Q: Can taking CBD orally affect my appetite?
A: The effects of taking oral CBD instead of vaped can vary from person to person. While some people don't experience any changes in their appetite, others have reported feeling less hungry after consuming CBD. More research is needed to fully understand these effects.
Q: What's the difference between CBD and THC in terms of increasing appetite?
A: The main difference between CBD and THC in terms of increasing appetite is that THC tends to increase appetite, while CBD usually doesn't. THC binds with the CB1 receptors in our brain, which control our appetite and food consumption. On the other hand, CBD does not bind strongly with CB1, thus not leading to increased food consumption.
Q: Can CBD Gummies stimulate my appetite?

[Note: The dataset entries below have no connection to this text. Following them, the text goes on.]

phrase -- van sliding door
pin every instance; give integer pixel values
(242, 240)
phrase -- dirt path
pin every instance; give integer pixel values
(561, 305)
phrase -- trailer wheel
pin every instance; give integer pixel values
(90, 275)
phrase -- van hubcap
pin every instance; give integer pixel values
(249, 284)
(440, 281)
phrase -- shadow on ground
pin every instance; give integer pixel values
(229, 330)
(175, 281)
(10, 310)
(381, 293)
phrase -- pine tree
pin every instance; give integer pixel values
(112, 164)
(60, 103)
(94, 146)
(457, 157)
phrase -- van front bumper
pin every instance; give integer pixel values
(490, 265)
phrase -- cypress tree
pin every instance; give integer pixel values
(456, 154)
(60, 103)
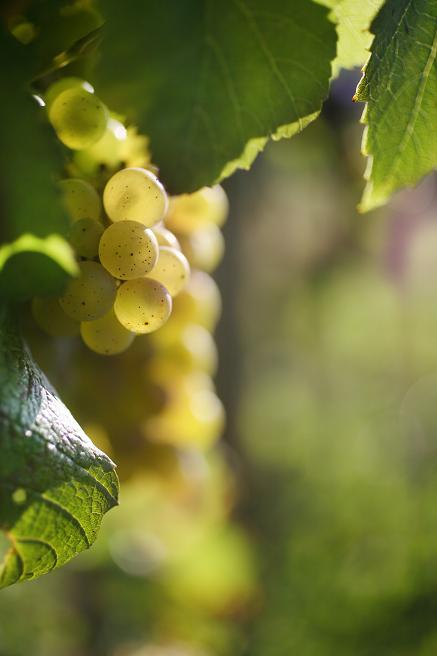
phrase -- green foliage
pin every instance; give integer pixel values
(34, 258)
(203, 79)
(400, 87)
(55, 486)
(354, 38)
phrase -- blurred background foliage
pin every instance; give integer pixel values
(312, 528)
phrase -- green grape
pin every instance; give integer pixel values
(135, 150)
(84, 236)
(51, 318)
(199, 303)
(204, 247)
(63, 84)
(78, 117)
(81, 199)
(128, 250)
(106, 335)
(135, 194)
(106, 151)
(142, 305)
(194, 416)
(165, 237)
(89, 296)
(189, 212)
(171, 270)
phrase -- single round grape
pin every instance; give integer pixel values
(194, 350)
(80, 199)
(142, 305)
(171, 270)
(135, 194)
(165, 237)
(79, 118)
(106, 335)
(51, 318)
(204, 247)
(91, 295)
(199, 303)
(84, 236)
(128, 250)
(189, 212)
(63, 84)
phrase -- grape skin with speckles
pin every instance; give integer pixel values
(135, 194)
(128, 250)
(171, 270)
(81, 200)
(106, 335)
(142, 305)
(85, 236)
(63, 84)
(165, 237)
(188, 212)
(78, 117)
(51, 318)
(89, 296)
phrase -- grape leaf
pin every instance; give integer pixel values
(353, 21)
(203, 78)
(55, 485)
(400, 88)
(29, 202)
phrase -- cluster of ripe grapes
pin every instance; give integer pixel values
(134, 245)
(145, 262)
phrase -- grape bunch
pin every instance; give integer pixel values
(122, 228)
(145, 262)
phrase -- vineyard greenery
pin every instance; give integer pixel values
(198, 87)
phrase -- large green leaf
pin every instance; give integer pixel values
(203, 78)
(400, 88)
(55, 485)
(29, 201)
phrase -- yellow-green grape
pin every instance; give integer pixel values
(51, 318)
(135, 150)
(63, 84)
(142, 305)
(128, 250)
(171, 270)
(81, 199)
(84, 236)
(106, 335)
(199, 303)
(195, 350)
(165, 237)
(78, 117)
(135, 194)
(91, 295)
(189, 212)
(204, 248)
(106, 151)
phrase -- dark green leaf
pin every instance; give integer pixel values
(400, 88)
(55, 485)
(29, 202)
(204, 78)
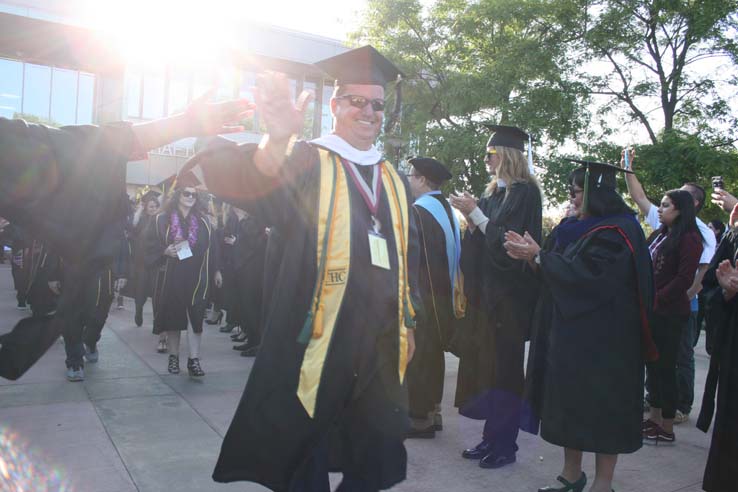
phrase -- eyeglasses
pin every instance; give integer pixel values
(361, 102)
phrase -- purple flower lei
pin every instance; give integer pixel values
(175, 232)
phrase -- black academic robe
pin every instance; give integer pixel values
(247, 272)
(361, 397)
(62, 187)
(435, 321)
(501, 293)
(722, 378)
(142, 279)
(598, 292)
(44, 266)
(182, 285)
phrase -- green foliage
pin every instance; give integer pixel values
(679, 158)
(466, 63)
(31, 118)
(663, 53)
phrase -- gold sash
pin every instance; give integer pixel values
(334, 261)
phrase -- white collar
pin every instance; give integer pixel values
(341, 147)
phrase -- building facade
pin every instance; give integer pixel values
(57, 72)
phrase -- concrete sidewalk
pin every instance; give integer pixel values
(131, 426)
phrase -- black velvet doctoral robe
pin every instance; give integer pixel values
(722, 378)
(361, 397)
(436, 320)
(182, 286)
(501, 293)
(62, 186)
(599, 291)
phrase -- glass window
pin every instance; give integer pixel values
(133, 95)
(326, 118)
(248, 81)
(153, 95)
(64, 96)
(11, 87)
(86, 99)
(227, 83)
(37, 90)
(202, 83)
(179, 91)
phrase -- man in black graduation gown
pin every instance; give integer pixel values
(354, 417)
(248, 270)
(439, 238)
(721, 388)
(84, 330)
(61, 185)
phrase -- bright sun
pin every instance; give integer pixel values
(169, 31)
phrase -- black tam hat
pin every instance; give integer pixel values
(363, 66)
(507, 136)
(431, 169)
(598, 175)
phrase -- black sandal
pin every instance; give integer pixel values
(577, 486)
(173, 366)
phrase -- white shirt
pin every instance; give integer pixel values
(347, 151)
(708, 237)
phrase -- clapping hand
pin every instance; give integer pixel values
(521, 247)
(464, 203)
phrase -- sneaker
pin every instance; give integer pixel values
(161, 346)
(75, 373)
(657, 435)
(91, 356)
(194, 368)
(647, 425)
(681, 417)
(173, 366)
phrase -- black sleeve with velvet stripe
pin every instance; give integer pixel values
(64, 185)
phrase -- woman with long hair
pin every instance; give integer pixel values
(500, 292)
(585, 366)
(143, 278)
(675, 251)
(180, 240)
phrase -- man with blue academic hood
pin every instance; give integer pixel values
(326, 390)
(441, 293)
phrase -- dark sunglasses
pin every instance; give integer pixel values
(361, 102)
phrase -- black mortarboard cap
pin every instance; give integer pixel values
(507, 136)
(364, 66)
(431, 169)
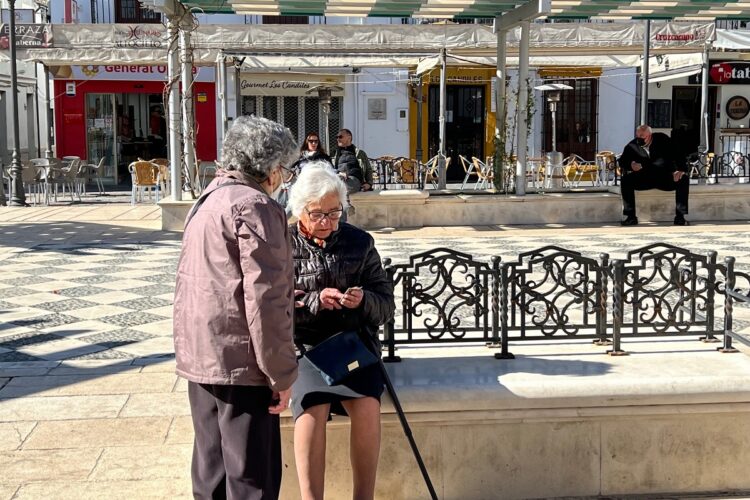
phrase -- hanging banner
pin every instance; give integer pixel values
(28, 36)
(286, 84)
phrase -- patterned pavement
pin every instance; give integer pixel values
(105, 292)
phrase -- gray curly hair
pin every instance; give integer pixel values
(255, 146)
(316, 180)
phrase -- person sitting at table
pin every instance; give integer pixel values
(647, 162)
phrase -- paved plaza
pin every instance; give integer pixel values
(90, 406)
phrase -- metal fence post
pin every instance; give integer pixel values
(504, 286)
(495, 277)
(728, 307)
(390, 341)
(618, 300)
(601, 313)
(710, 298)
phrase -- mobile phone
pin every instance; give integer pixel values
(341, 301)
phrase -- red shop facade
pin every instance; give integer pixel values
(117, 113)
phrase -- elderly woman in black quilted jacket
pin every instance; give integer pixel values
(342, 286)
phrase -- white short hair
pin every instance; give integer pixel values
(316, 180)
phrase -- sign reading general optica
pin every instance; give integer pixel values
(27, 36)
(726, 73)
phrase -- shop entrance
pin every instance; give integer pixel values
(122, 128)
(686, 119)
(464, 125)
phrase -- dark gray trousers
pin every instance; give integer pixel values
(237, 448)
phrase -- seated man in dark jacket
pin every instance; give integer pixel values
(647, 162)
(348, 162)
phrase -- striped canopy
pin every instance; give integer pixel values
(689, 10)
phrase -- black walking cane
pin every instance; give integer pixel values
(407, 429)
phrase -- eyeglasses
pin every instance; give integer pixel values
(331, 215)
(287, 174)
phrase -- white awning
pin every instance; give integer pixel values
(285, 46)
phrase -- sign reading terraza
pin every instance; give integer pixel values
(27, 36)
(285, 84)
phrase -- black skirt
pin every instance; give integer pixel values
(311, 390)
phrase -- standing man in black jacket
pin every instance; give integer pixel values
(648, 162)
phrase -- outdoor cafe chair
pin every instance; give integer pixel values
(485, 176)
(98, 171)
(145, 177)
(163, 164)
(468, 170)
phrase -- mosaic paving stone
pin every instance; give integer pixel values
(106, 354)
(131, 319)
(96, 279)
(82, 291)
(65, 305)
(143, 303)
(15, 291)
(121, 337)
(14, 356)
(152, 290)
(25, 339)
(45, 321)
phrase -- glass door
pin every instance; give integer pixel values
(100, 134)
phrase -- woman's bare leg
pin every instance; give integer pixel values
(365, 444)
(310, 451)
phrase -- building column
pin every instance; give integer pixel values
(188, 118)
(703, 147)
(441, 149)
(500, 104)
(173, 122)
(17, 195)
(522, 109)
(645, 72)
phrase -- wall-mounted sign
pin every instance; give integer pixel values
(738, 107)
(726, 73)
(286, 84)
(149, 36)
(27, 36)
(376, 108)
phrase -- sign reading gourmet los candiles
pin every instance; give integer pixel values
(140, 36)
(285, 84)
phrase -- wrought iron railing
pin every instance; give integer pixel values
(552, 293)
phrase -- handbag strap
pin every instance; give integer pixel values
(202, 199)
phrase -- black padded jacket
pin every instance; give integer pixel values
(349, 259)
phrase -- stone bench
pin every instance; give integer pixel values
(560, 420)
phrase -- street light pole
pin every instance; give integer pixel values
(17, 196)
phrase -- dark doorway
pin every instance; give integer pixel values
(686, 119)
(464, 125)
(575, 118)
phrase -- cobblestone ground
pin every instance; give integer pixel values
(90, 406)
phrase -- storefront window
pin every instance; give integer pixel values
(100, 132)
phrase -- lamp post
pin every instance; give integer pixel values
(17, 196)
(554, 158)
(325, 95)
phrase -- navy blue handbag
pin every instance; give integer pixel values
(340, 355)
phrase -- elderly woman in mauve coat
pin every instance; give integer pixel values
(344, 287)
(233, 310)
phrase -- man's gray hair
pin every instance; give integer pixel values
(316, 180)
(256, 146)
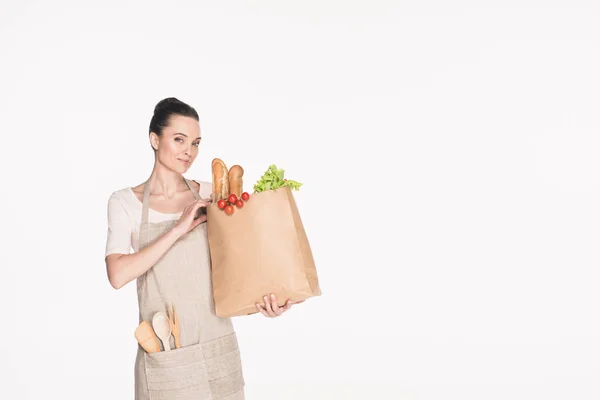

A: Although some CBD users experience a change in their appetite with gummies, CBD infused gummies do not typically stimulate appetite in the classic "munchies" way associated with THC. Some individuals might experience a slight increase in hunger, but it tends to be minor.
Seb has been a research scientist for the past two decades and is the founder and owner of My Blissful Pet. Seb grew up with cats and dogs and married his passion for science and animals with My Blissful Pet by wanting to help dogs and cats live healthier lives.